Iran, Birmanie: De la difficulté des sanctions...

Publié le 01 novembre 2007 par Danielriot - Www.relatio-Europe.com
Edito du Monde Frapper à la tête


es Etats parmi les plus puissants de la planète réfléchissent actuellement au renforcement des sanctions à l'égard de deux pays : l'Iran, soupçonné de vouloir se doter de l'arme nucléaire, et la Birmanie, dont la junte militaire a durement réprimé le mouvement de protestation des moines bouddhistes. Dans ce contexte, la France a adopté une attitude qui peut surprendre : favorable à des sanctions européennes contre Téhéran, elle est en revanche opposée, au-delà des mesures symboliques adoptées par l'Union européenne sur les pierres précieuses et le bois tropical, aux sanctions dans le domaine pétrolier et à des mesures financières ciblées contre les dirigeants de la junte de Rangoun. Le chef de la diplomatie française, Bernard Kouchner, en tournée en Asie, a fait état de ces réserves.

A propos des politiques de sanctions, il faut toujours rappeler que les embargos sont une calamité. Ils renforcent les dictatures et appauvrissent les populations. Saddam Hussein, Fidel Castro et de nombreux ennemis de la démocratie n'ont pu que se satisfaire des embargos que leurs pays ont subis, souvent à l'initiative des Etats-Unis. Leur pouvoir en a toujours été consolidé.

Mais, dans le cas birman, les sanctions déjà adoptées par l'Australie et celles préparées par les Etats-Unis visent nommément les dirigeants militaires. Autant les embargos sont une erreur, autant une politique de sanctions financières ciblées peut s'avérer efficace. Elle pourrait avoir joué un rôle dans l'affaire nucléaire nord-coréenne. Il ne devrait donc y avoir aucune hésitation à frapper les dictateurs au portefeuille, là où cela leur fait personnellement très mal.

INCOHERENCE FRANCAISE

Cette ligne fut celle de Paris lors du calamiteux embargo contre l'Irak. A l'ONU, la France s'était faite l'avocate de cette idée de sanctions "intelligentes". La frilosité française à l'égard de sanctions financières renforcées contre la junte de Rangoun est d'autant plus incompréhensible.

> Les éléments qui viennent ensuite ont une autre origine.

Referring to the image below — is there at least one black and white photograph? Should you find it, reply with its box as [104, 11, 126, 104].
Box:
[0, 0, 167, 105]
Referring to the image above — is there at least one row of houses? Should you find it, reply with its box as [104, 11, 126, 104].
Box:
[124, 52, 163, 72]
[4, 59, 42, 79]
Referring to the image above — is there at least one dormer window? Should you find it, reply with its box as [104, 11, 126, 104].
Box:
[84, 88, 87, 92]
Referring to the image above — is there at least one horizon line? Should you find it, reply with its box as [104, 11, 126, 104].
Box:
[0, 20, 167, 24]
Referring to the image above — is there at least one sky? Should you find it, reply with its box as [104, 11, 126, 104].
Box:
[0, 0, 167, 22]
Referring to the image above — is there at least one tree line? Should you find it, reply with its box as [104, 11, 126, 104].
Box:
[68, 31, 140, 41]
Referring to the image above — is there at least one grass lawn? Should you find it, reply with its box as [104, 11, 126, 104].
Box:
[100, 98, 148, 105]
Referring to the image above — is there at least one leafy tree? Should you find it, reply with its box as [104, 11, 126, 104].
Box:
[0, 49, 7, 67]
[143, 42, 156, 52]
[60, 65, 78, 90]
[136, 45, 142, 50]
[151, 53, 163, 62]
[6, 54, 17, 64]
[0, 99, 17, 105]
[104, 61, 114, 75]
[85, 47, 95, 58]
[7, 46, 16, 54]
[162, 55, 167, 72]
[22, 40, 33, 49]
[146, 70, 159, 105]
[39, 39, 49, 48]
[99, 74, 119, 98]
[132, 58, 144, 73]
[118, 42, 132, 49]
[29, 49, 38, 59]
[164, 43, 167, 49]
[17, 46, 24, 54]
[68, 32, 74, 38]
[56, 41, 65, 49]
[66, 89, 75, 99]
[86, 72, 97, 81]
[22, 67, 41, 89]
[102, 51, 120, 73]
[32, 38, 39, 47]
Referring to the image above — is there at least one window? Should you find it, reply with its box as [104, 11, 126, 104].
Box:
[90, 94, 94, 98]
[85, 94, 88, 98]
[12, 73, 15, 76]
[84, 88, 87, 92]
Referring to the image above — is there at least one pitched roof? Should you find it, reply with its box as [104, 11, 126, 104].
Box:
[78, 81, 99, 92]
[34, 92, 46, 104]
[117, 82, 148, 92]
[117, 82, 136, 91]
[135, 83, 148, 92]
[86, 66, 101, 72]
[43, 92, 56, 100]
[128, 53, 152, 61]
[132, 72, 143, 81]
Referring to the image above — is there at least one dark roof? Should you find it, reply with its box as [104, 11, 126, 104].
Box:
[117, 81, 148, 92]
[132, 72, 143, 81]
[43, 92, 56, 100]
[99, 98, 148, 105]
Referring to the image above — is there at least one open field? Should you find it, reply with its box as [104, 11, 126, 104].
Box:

Si l'on prend haut et fort la défense des démocrates birmans, des moines protestataires, de la Prix Nobel de la paix Aung San Suu Kyi, il faut, en Birmanie comme avec d'autres dictatures, frapper sévèrement à la tête. L'incohérence française, qui consiste à défendre les droits de l'homme en paroles puis, à Bruxelles, à atténuer les sanctions financières envisagées, est criante.

Les généraux birmans utilisent, pour faire usage de leurs fortunes en devises, des circuits bancaires américains et européens. Il faut bloquer ces circuits. Et répondre, à ceux qui redoutent leur repli sur les réseaux bancaires de Dubaï ou de Singapour, que là aussi leur argent sera traqué. Cela est possible si une volonté internationale existe. Cette traque financière n'offre, bien sûr, aucune garantie de succès. Mais ne rien faire ne peut conduire qu'au statu quo, et à d'autres désastres.